The GOVERNMENT of Robert Fico is looking for money to fulfill the promises it made regarding social programs and is thus considering taking away a part of future pensions for this purpose. According to the Pravda daily, the cabinet is expected to deal with the issue of whether the payroll taxes currently paid to social insurer Sociálna Posiťovňa (SP) and to private pension management companies are correct.
People who joined the so-called second pension pillar currently pay 9 percent of their wages to SP and another 9 percent to their private accounts in pension management companies DSS. However, the money paid to DSS is lacking in the state budget and Fico refuses to cover the shortage through privatization.

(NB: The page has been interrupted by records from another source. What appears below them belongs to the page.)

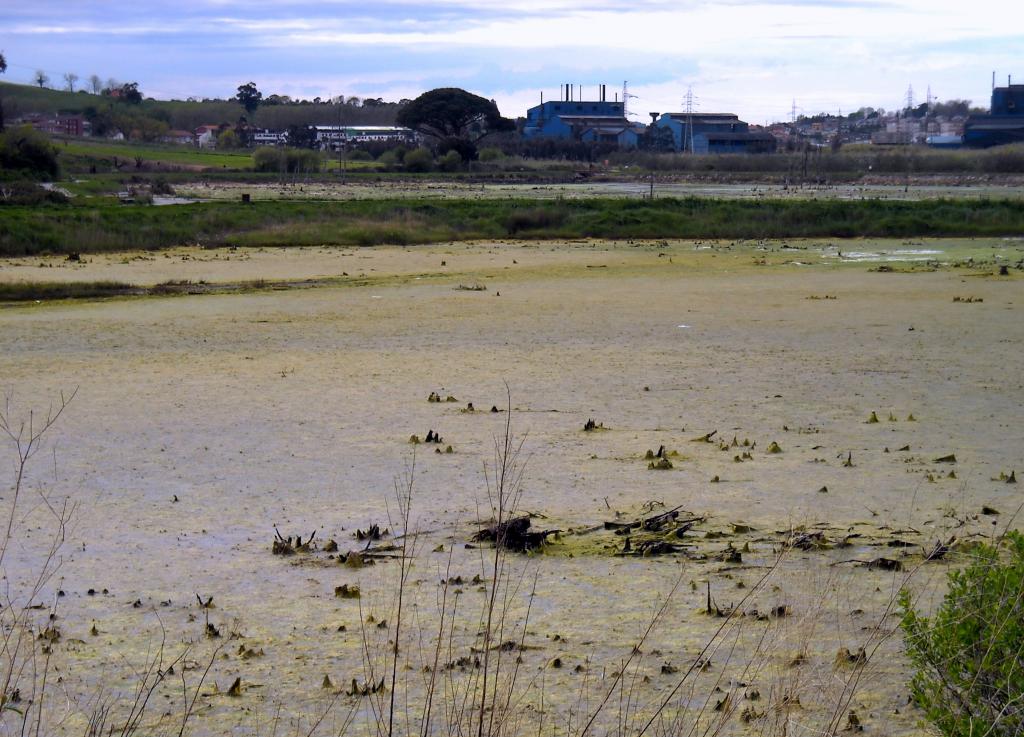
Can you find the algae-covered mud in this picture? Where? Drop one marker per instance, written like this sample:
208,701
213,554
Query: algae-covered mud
741,451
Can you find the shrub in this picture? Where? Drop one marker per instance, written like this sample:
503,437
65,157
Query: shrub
388,159
538,218
286,160
450,162
27,192
492,154
419,160
25,149
970,655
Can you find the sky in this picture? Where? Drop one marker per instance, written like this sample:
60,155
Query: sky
760,58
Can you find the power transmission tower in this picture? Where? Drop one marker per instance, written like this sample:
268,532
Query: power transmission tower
688,142
626,98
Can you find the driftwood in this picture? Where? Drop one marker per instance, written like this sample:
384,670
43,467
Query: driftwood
514,534
285,546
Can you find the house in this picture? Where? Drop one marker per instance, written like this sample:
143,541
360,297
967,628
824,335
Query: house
206,136
341,136
177,136
715,133
268,137
1005,124
69,125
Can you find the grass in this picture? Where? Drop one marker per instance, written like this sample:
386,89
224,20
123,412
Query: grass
74,150
107,227
29,291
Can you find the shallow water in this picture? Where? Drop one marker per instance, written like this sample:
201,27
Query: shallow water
294,409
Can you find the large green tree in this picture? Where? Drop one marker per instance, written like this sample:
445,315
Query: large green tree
249,97
457,118
3,68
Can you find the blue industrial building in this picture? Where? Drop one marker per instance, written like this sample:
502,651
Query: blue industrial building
588,121
714,133
1005,124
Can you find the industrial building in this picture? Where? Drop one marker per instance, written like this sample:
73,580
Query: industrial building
714,133
1005,124
597,121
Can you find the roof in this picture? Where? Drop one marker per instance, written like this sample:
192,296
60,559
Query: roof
737,136
704,116
596,120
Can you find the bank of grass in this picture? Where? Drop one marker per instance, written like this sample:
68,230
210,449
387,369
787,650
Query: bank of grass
104,227
32,291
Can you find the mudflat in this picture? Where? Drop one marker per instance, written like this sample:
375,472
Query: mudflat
798,389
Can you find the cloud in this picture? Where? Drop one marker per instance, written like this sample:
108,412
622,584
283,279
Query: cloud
753,57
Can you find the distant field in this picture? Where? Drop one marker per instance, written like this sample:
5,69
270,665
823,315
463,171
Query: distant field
78,155
184,156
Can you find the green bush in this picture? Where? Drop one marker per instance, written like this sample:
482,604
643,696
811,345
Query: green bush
286,160
970,655
419,160
26,150
492,154
450,162
27,192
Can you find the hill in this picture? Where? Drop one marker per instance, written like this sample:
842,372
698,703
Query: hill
186,115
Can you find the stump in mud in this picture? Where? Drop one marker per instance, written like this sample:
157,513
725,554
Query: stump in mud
514,534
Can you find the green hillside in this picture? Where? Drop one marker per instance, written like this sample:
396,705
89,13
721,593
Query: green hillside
186,115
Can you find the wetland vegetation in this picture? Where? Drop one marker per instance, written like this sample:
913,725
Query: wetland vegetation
110,226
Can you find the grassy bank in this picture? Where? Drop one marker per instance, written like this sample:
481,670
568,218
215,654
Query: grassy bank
83,228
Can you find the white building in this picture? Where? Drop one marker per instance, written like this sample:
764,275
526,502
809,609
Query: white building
339,136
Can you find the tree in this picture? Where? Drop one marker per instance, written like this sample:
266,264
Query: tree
130,93
455,116
28,150
970,654
3,69
249,97
227,139
301,136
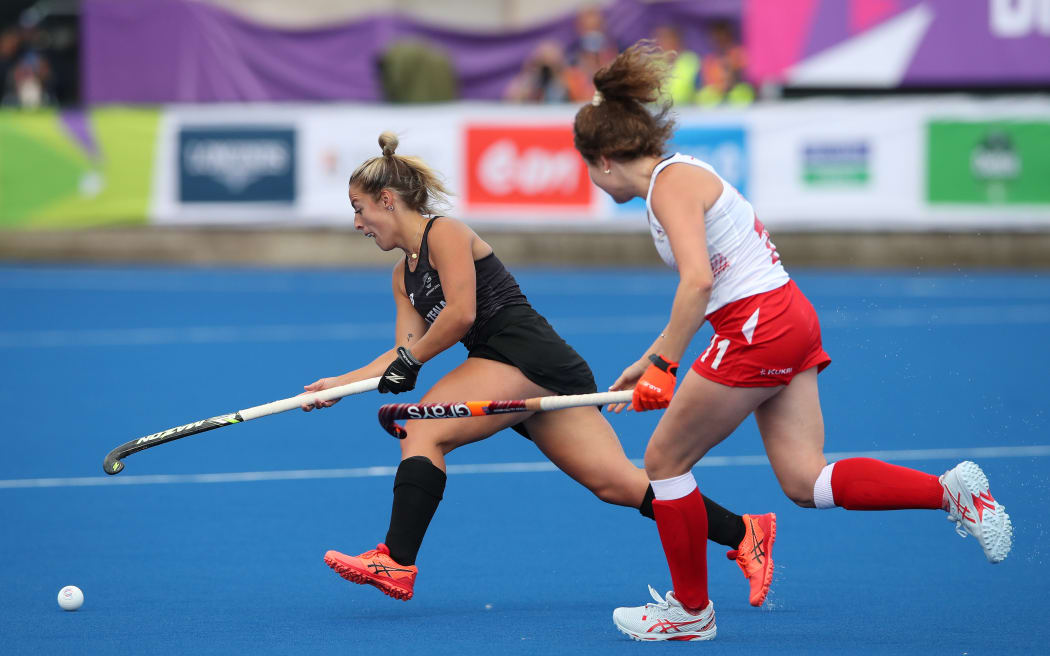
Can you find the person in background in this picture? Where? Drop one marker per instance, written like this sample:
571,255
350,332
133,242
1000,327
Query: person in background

According to Fico the proportion of the payments to SP and DSS is the worst thing that could have happened. “We see no other way but to decrease payments to pension management companies,” said the PM at yesterday’s conference of the Klub 500 employers association.
“Until 2010, when the money for pension reform is available from the privatization of the Slovak gas utility SPP, other ways [of financing the deficit] should be sought,” said Peter Goliaš, analyst with the INEKO think tank.
He considers savings in public finance expenditures to be an ideal place to find such funding. Another possibility is that the state could start borrowing money to cover the pension reform by issuing bonds.
According to Jozef Paška, head of the Allianz - Slovenská dôchodková spoločnosť DSS, this topic should be de-politicized.
“We will support solutions in which the current value of payments remains unchanged because the people who joined the reform agreed with it,” he said.